/anomaly-detection-PCA

Anomaly detection on a production line using principal component analysis (PCA) and kernel principal component analysis (KPCA) *from scratch*.

Primary LanguageMATLAB

Anomaly detection

Anomaly detection on a production line using principal component analysis (PCA) and kernel principal component analysis (KPCA) from scratch.

Quick preview

  • Authors: Sylvain Combettes, Houssam L'Ghoul
  • Date: Oct. 2018 - June 2019
  • Context: For our penultimate-year project at Mines Nancy (half a day per week), we did research for the French company Saint-Gobain, the European or worldwide leader in all of its businesses (mainly construction materials).
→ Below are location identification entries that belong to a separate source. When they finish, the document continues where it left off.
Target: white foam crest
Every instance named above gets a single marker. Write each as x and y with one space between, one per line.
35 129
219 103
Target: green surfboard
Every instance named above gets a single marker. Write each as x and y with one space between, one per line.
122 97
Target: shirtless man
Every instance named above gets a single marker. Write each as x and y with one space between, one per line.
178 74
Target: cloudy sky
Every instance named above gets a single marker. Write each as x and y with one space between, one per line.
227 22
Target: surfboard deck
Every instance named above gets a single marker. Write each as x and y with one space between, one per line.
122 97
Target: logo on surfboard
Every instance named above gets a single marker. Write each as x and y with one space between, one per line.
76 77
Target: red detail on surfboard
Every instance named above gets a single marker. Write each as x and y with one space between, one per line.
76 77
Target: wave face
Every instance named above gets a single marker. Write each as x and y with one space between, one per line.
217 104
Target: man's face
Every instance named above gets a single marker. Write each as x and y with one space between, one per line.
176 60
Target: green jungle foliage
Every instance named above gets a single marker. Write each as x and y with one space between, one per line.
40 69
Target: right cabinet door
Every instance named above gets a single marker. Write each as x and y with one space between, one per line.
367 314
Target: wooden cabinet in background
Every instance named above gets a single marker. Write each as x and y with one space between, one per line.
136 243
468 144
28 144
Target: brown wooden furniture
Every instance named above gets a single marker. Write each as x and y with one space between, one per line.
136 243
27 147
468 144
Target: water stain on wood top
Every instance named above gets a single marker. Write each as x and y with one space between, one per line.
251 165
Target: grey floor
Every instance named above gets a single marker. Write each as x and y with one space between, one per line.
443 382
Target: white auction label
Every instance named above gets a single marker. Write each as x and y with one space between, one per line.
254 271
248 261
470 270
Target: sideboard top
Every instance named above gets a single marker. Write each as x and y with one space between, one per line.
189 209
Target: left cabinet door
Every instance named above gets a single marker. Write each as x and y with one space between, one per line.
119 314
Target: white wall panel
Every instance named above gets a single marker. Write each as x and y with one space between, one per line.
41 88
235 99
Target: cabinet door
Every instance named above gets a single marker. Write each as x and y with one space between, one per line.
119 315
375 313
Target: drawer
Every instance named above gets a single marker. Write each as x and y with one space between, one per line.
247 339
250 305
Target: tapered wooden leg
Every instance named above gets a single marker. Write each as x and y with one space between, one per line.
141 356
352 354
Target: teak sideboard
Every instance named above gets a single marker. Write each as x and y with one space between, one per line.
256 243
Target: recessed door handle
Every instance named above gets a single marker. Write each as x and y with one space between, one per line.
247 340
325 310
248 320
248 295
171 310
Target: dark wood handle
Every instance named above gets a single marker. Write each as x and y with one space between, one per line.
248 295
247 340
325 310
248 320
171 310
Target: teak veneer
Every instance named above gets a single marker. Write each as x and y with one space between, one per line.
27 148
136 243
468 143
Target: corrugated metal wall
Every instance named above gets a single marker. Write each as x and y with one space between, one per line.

In 2018, Saint-Gobain had a €41.8 billion turnover, operated in 67 countries and had more than 180,000 employees.
  • Topic: Detection of sensor failure in a production line.
  • Methods: Principal component analysis (PCA) and kernel principal component analysis (KPCA).
  • Programming: MATLAB.
  • Result: the algorithm can detect 100% of the failure days observed by Saint-Gobain.
  • Links: [report incoming]

How to use this repository

  • datav3.mat is a file containing data without anomalies
  • dataDefautv3.mat is a file containing data with anomalies
  • ACP_lineaire_cstr.m is a MATLAB script detecting anomalies in dataDefautv3.mat with comparison to datav3.mat using a (linear) PCA (principal component analysis)
  • ACP_non_lineaire_cstr.m is a MATLAB script detecting anomalies in dataDefautv3.mat with comparison to datav3.mat using a (non-linear) KPCA (kernel principal component analysis)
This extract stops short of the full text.